Teheran dice quello che tutti pensano: in Siria gli Usa appoggiano i terroristi
Se in Occidente è diffusa l’opinione che i raid russi sulla Siria siano diretti non solo contro l’Isis ma soprattutto contro altri gruppi ostili al legittimo presidente Assad, dall’Iran si guarda agli ultimi sviluppi nel Paese alleato in altro modo: sono gli Usa ed i loro alleati ad esitare nella lotta all’Isis, perché la sua sconfitta andrebbe a favore del governo siriano e dell’Iran, contro gli interessi primariamente sauditi. «I russi hanno bombardato gruppi sostenuti dalla Cia che lavorano in piena collaborazione con i qaedisti di Al Nusra», sostiene per esempio Seyed Mohammad Marandi, preside della Facoltà di Studi internazionali dell’Università di Teheran. Il ministro degli Esteri Javad Zarif, rispondendo di recente al New Yorker, ha negato che i primi target russi fossero diversi da Isis e Al Qaeda. «Il primo obiettivo dei raid russi – ha detto – era un nuovo gruppo formato dalla combinazione tra Al Nusra e Ahar al-Shams, chiamato Jaish Al Fatah. Gruppi che cambiano nome ogni giorno ma – aggiunge – finché alcuni Paesi o settori della popolazione sostengono qualunque gruppo con l’idea di indebolire l’Iran vanno incontro al fiasco totale della lotta anti-terrorismo». Zarif si chiede anche chi finanzi l’Isis: «Chi compra il suo petrolio o gli fornisce fondi e mezzi? Quando l’Iran era sotto sanzioni e vendeva anche un solo barile di greggio oltre i limiti, questo era ritenuta una linea rossa» per Teheran. Tuttavia – prosegue Zarif in linea con quella politica del dialogo anche con i suoi storici nemici che tanti guai gli provoca in patria – «bisogna smetterla con la logica che in qualunque conflitto debba esserci un vincente e un perdente, ma serve la più ampia cooperazione internazionale».

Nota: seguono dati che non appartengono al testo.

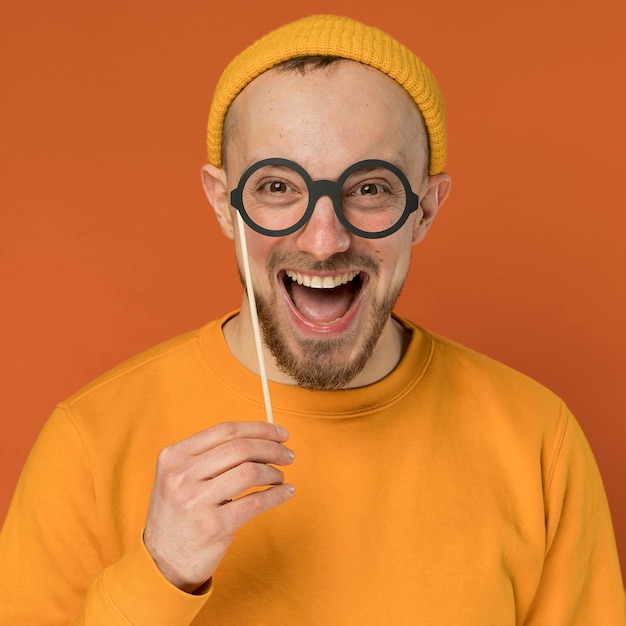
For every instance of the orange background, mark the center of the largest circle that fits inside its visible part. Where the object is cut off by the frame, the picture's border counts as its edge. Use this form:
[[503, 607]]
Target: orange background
[[107, 245]]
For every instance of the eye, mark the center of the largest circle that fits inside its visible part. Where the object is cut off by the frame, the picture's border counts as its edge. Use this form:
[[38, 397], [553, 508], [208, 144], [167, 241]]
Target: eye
[[368, 189], [276, 187]]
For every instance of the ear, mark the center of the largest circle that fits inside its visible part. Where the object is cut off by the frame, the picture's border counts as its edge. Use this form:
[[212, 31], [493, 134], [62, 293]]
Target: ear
[[216, 189], [434, 193]]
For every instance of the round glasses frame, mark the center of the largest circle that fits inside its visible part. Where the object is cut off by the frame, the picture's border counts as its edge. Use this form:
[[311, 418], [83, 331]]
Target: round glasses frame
[[319, 188]]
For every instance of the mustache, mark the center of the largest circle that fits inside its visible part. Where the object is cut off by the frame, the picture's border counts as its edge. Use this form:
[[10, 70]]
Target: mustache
[[340, 262]]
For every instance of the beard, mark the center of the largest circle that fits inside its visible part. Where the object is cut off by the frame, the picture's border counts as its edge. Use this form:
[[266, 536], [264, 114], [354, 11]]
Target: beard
[[322, 364]]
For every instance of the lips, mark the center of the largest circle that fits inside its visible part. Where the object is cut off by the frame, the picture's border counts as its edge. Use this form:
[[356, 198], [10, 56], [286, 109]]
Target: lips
[[322, 300]]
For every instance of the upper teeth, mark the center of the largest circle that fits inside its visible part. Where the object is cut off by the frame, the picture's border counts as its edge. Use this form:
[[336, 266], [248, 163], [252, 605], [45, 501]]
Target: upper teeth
[[317, 282]]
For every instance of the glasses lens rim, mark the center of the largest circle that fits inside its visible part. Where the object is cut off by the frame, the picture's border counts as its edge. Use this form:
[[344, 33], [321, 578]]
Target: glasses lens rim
[[319, 188]]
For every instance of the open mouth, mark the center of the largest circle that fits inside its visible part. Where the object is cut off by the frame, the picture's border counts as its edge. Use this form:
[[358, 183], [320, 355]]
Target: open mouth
[[322, 299]]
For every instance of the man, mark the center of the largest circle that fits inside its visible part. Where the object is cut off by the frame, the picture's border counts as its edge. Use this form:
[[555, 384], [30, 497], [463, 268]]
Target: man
[[433, 485]]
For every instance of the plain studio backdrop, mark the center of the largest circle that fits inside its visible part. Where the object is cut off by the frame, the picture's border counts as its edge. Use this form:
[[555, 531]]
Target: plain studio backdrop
[[107, 245]]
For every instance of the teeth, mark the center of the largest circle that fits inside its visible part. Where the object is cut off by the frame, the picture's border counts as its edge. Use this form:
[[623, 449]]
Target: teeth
[[317, 282]]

L’Iran appoggia il progetto di transizione in Siria
E ricorda il progetto dell’Iran per una transizione in Siria, che passi da un governo di unità nazionale e riforme costituzionali. Quanto sta emergendo finora dai raid russi in Siria e dal loro «forte impatto sulle forze estremiste in Siria, si chiamino Isis, Al Qaida o affiliati di quest’ultima – osserva da parte sua Marandi – è che, contrariamente alle asserzioni del governo Usa e dei media occidentali, il sostegno Usa e della Cia nell’armare tali estremisti è stato molto più esteso di quanto si pensasse». E aggiunge che «questa è la prima volta che questi estremisti sono stati colpiti da raid tanto pesanti», cosa che – osserva – apre interrogativi sui veri obiettivi della campagna aerea Usa. «Non sono d’accordo con la nozione di un conflitto tra un fronte sunnita contro uno sciita», risponde ancora Marandi sul rischio che l’intervento russo possa aggravare questa divisione. «In base a sondaggi condotti da organizzazioni occidentali, la stragrande maggioranza dei siriani non ama il governo Usa, il regime saudita e la politica turca in Siria», mentre il supporto ad Assad giunge da «arabi sunniti, curdi, alawiti, drusi e cristiani». Quindi, prosegue, «sarebbe più appropriato parlare di un conflitto tra il wahabismo (la rigida versione saudita dell’Islam sunnita, ndr) ed i suoi alleati esterni contro il resto della regione». Marandi è inoltre scettico che sulla questione siriana, come ipotizzato da alcuni, si possa applicare il modello di negoziato adottato per l’accordo sul nucleare, anche perché molti in Iran «sono scettici sull’accordo – osserva – e credono che ancora non ci si possa fidare del tutto degli Usa. Non penso che gli iraniani sentano alcun bisogno di inviare truppe in Siria – aggiunge l’analista -. Tuttavia, l’Iran continuerà a fornire consulenti e sostegno logistico». Cosa che non sarebbe stata necessaria, conclude, «se gli Usa e i loro alleati non avessero fornito aiuto agli estremisti attraverso i confini siriani con la Giordania, la Turchia e Israele».